Stripping resources from a public service that is already resource poor in the midst of an opioid and fentanyl crisis is pushing Kirby and her colleagues to their emotional and physical limits. She says many of her colleagues struggle to sleep at night, worrying about the children in their care.
“We want to keep families together. Unfortunately, this opioid crisis is pulling kids out of homes instantly because it is such high risk and high danger. So, you have that internal ethical conflict of ‘this isn’t why I chose to do child welfare,’” she says. “I want to help kids, I want to protect kids, and I want to help families. And this is just tearing them apart.”
Kirby and her colleagues have been pleading with their MPP for the resources necessary to support the most vulnerable in their community, sending letters and requesting a meeting with the minister, which was denied.
“We don’t have the resources to be able to service these families. So, that means kids are coming into care because we don’t have the services to be able to assist them staying home. The system gets overloaded. Workers’ caseloads go up.” Kirby says it’s an uphill battle, “You’re spending more and more time doing crisis work than you can helping these families—especially those who are working through this opioid crisis.”

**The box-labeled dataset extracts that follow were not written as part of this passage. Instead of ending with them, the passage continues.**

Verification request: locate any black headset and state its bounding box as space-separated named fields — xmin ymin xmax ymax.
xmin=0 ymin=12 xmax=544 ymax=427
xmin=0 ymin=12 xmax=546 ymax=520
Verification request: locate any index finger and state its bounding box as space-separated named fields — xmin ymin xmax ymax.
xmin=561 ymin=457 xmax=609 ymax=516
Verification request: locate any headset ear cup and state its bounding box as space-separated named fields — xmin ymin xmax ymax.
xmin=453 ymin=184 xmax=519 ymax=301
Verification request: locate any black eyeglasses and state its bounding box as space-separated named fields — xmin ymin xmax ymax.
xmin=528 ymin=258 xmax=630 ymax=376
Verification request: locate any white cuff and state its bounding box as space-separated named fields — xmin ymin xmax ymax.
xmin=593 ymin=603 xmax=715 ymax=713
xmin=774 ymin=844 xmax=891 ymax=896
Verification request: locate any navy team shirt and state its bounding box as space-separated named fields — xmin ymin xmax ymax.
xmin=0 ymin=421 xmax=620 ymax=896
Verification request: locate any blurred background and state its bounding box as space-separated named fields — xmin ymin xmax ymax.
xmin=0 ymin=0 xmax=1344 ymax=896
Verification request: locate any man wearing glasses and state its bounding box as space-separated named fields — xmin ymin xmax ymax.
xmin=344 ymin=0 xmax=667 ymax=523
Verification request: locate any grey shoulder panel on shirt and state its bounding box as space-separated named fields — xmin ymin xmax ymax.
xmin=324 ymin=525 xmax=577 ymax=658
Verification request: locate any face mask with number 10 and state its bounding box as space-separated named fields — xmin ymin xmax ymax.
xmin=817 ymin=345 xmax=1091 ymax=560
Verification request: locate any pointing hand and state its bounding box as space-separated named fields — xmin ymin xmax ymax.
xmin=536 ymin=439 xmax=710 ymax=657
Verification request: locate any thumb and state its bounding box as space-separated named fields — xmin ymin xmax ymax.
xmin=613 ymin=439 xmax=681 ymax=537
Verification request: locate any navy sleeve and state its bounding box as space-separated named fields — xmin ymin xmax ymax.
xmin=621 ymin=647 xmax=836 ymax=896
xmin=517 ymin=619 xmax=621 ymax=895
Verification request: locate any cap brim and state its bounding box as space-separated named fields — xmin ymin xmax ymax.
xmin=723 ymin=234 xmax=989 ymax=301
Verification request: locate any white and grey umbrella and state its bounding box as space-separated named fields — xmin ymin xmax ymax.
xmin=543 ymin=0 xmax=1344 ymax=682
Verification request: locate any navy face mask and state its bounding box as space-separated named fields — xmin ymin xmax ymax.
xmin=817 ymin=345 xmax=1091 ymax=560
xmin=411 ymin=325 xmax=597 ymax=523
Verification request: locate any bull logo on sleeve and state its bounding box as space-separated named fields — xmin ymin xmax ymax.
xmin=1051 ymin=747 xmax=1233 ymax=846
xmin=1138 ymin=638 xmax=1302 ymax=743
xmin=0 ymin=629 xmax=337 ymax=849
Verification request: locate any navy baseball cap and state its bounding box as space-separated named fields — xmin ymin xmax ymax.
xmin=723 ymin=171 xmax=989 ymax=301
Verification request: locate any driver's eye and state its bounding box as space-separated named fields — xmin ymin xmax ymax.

Despite low morale and a difficult road ahead, Kirby is encouraged by the public protests against provincial cuts and draws strength from her fellow CUPE members. “People think that they’re struggling alone. But knowing that everybody is dealing with this crisis—my sisters and brothers in healthcare, in the municipal sector, and in long-term care facilities—it brings us together to fight. And I think that CUPE is moving in the right direction.”